A herdade, que tinha sido nacionalizada, foi entregue aos proprietários «em muito mau estado», descreve. Em 2005, o pai chamou os herdeiros para discutir a hipotética venda. Nessa altura, João Cortez de Lobão já tinha sido muitas coisas. Começou pelo jornalismo, primeiro no Tempo e depois no Expresso.
Seguiu pelo setor financeiro em Nova Iorque – trabalhou, inclusivamente, nas Torres Gémeas até 2000, um ano antes do 11 de setembro. Quando recebeu a ‘convocatória’ para a reunião familiar sobre os destinos da Maria da Guarda pertencia à alta direção do BCP, tinha carro, prémios anuais, boas perspetivas para a reforma.
«Zanguei-me com o meu pai porque achava mal vender. Ele respondeu-me que lhe doía muito mais a ele ser o autor da venda do que a mim, mas disse que não venderia se houvesse uma solução».
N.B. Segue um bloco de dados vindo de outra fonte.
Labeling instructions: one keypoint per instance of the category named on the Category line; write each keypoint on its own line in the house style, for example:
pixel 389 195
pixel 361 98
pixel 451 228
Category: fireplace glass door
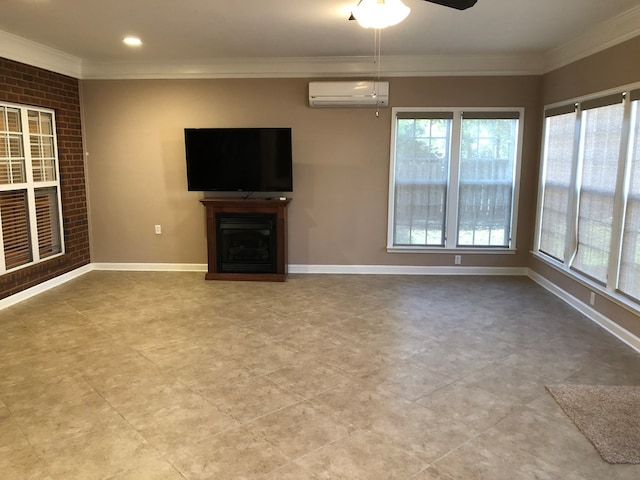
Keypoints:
pixel 246 243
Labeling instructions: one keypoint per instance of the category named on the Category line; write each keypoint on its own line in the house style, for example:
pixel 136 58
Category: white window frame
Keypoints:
pixel 609 288
pixel 451 214
pixel 30 185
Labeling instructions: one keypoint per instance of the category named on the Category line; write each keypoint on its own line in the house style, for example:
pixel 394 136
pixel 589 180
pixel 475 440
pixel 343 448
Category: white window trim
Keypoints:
pixel 609 290
pixel 452 188
pixel 30 186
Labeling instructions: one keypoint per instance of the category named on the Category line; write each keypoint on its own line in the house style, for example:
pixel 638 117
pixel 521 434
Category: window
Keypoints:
pixel 30 215
pixel 589 213
pixel 453 179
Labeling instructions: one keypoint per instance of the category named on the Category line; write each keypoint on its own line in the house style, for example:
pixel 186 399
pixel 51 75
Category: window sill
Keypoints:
pixel 615 297
pixel 459 250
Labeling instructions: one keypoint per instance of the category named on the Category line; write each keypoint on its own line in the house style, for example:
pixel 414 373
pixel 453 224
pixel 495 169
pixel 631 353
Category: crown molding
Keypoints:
pixel 606 35
pixel 38 55
pixel 396 66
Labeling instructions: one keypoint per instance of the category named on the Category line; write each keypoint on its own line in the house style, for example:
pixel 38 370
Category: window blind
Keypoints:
pixel 47 221
pixel 15 228
pixel 629 278
pixel 558 158
pixel 601 152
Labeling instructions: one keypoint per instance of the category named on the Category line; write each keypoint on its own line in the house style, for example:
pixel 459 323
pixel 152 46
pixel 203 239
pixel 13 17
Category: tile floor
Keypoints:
pixel 163 376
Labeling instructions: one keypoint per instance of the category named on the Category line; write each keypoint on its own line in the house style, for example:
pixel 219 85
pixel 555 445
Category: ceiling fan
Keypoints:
pixel 384 13
pixel 457 4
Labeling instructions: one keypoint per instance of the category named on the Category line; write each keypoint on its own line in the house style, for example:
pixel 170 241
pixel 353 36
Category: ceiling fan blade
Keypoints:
pixel 457 4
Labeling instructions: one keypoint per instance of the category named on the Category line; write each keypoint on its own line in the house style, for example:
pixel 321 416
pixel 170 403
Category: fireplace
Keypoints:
pixel 246 239
pixel 247 242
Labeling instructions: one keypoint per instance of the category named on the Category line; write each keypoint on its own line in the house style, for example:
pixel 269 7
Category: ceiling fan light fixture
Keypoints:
pixel 380 13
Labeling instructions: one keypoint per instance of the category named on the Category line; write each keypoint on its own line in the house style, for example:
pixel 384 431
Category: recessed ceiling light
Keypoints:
pixel 132 41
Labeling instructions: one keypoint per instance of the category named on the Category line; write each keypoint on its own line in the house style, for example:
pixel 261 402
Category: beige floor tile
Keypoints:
pixel 309 377
pixel 361 456
pixel 234 454
pixel 164 376
pixel 298 429
pixel 291 471
pixel 98 455
pixel 249 399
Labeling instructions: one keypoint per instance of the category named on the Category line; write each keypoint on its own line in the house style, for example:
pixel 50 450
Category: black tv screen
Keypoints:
pixel 239 159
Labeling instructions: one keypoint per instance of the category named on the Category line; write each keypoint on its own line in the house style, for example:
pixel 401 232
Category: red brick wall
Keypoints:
pixel 24 84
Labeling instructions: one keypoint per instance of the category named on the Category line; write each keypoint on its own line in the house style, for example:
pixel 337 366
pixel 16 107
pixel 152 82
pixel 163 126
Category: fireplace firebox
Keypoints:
pixel 246 242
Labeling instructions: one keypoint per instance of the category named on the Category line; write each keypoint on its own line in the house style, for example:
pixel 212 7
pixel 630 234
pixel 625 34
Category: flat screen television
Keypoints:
pixel 239 159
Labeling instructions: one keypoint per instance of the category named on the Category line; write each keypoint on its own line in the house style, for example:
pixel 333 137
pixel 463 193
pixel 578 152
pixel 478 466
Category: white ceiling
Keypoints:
pixel 263 37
E João arranjou-a, optando pela decisão que, «economicamente», não era a que fazia mais sentido: despediu-se. «No banco perguntaram se estava com alguma crise de identidade», recorda. No último dia de trabalho, no final de novembro de 2006, meteu-se no comboio para se ir despedir da equipa do Porto. «Cheguei lá e disse que ia ser azeiteiro, que no Alentejo é uma expressão usada para designar alguém que faz azeite, mas que no Porto tem uma conotação negativa e desataram a rir-se».
Dez anos depois, os resultados falam por si. Nesta altura do ano, o lagar processa cerca de 50 toneladas de azeitona por dia, tanto a proveniente dos olivais da herdade como a de outros produtores. «Quanto mais houvesse mais vendíamos». Os tempos na Maria da Guarda são de prosperidade: mas os três primeiros anos foram muito difíceis. Quando João se lançou à terra, explodiu a crise do subprime e o financiamento complicou-se.
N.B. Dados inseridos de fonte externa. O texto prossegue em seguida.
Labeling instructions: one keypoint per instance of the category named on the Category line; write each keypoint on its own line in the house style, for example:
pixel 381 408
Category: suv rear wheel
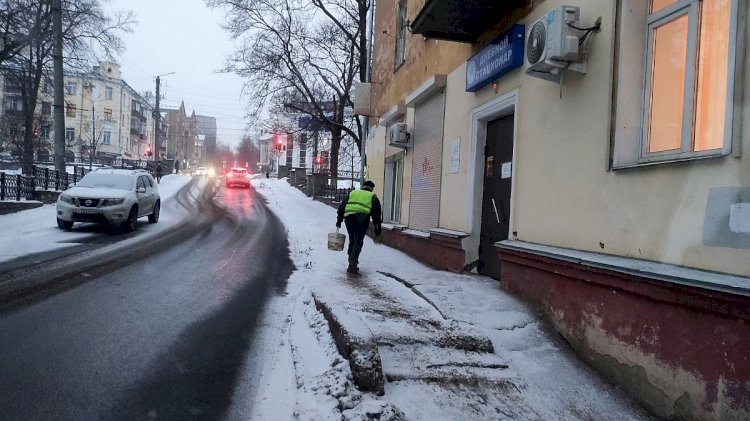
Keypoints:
pixel 132 221
pixel 154 217
pixel 64 225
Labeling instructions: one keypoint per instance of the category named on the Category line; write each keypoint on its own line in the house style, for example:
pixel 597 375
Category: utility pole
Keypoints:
pixel 157 118
pixel 93 133
pixel 59 97
pixel 368 70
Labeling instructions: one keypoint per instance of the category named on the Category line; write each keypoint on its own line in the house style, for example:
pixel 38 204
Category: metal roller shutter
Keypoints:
pixel 424 206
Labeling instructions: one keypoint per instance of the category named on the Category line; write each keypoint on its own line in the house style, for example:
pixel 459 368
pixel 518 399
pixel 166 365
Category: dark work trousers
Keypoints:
pixel 356 227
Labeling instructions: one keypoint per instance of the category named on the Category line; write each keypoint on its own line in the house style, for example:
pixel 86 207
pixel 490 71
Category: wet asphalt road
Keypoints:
pixel 165 337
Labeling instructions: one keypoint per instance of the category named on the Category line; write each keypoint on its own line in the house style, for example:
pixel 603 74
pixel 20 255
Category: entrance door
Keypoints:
pixel 498 158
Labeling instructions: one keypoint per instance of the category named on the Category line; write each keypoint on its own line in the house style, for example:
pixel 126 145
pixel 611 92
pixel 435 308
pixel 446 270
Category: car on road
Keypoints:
pixel 204 172
pixel 108 196
pixel 238 177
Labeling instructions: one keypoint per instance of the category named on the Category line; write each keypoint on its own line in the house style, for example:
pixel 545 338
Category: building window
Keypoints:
pixel 401 25
pixel 13 103
pixel 686 85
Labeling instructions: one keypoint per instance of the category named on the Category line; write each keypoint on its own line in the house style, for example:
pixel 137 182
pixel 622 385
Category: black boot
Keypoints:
pixel 352 269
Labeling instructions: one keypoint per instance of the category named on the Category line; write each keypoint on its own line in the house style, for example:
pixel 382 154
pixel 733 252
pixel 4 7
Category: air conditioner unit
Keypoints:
pixel 553 44
pixel 398 135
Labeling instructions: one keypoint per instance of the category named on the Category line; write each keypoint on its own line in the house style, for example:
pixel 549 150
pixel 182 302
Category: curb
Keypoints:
pixel 356 343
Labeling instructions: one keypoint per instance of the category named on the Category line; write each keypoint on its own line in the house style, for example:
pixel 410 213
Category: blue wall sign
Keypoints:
pixel 499 57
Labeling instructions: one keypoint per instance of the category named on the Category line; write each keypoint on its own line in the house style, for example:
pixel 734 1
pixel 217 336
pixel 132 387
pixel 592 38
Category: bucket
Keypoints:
pixel 336 241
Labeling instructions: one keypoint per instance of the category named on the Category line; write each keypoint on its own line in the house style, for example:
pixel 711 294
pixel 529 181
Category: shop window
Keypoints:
pixel 686 81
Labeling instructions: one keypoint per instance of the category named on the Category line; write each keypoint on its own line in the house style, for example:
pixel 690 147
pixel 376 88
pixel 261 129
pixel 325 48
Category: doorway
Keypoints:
pixel 496 196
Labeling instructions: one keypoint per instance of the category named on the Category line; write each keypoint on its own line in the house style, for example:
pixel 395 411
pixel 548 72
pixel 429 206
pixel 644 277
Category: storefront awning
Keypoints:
pixel 461 20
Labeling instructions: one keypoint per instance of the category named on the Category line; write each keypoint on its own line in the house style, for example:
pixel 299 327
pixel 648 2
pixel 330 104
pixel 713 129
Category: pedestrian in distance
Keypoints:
pixel 356 210
pixel 158 171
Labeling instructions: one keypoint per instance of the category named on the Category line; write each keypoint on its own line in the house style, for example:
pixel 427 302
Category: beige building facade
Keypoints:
pixel 626 174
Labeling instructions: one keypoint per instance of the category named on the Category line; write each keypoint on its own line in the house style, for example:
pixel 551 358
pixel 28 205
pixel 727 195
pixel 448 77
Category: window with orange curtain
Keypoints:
pixel 687 77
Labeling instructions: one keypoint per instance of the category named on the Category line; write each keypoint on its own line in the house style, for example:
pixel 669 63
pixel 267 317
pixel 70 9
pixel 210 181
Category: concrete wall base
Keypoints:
pixel 683 351
pixel 12 207
pixel 440 251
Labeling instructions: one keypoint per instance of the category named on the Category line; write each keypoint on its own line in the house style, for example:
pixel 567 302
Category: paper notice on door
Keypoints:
pixel 505 170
«No ano em que começámos cometemos muitos erros», lembra João. Mas também usaram as derrotas para melhorar os resultados. Por exemplo, passaram três anos a experimentar lagares da zona até que construíram o próprio lagar da herdade, em que foram investidos cerca de cinco milhões de euros.
E a apanha também está otimizada ao máximo: quatro máquinas cavalgantes fazem o trabalho de muitas mãos. Por hora, cada máquina apanha a azeitona de 800 oliveiras, que, sem rasar o chão, chega já limpa aos caixotes. Dali a azeitona segue para o lagar e, em menos de seis horas, o processo de transformar a azeitona em ouro líquido está completo.
Prevê-se que a produção de 2017 supere a do ano anterior. Problemas com a seca? «Haveria se a produção fosse de sequeiro. Mas grande parte do olival é regado», explica o produtor, contando que a água chega do Alqueva. Do Alentejo, o azeite da Maria da Guarda segue para todo o mundo, mas principalmente para Itália.
«Os italianos têm canais de distribuição imbatíveis», comenta. De Itália, o azeite segue para o resto do mundo com o rótulo da União Europeia. Um negócio que Portugal está a dar cada vez mais cartas. Mas o azeite português é reconhecidamente bom há milénios.
«Já no tempo dos romanos o azeite da Lusitânia era tido como de primeira qualidade e estava reservado às elites». E os vestígios romanos pela herdade mostram que já nessa altura ali se produzia azeite, que, possivelmente, terá chegado a Roma. A história a repetir-se – desta vez, com uma tónica positiva.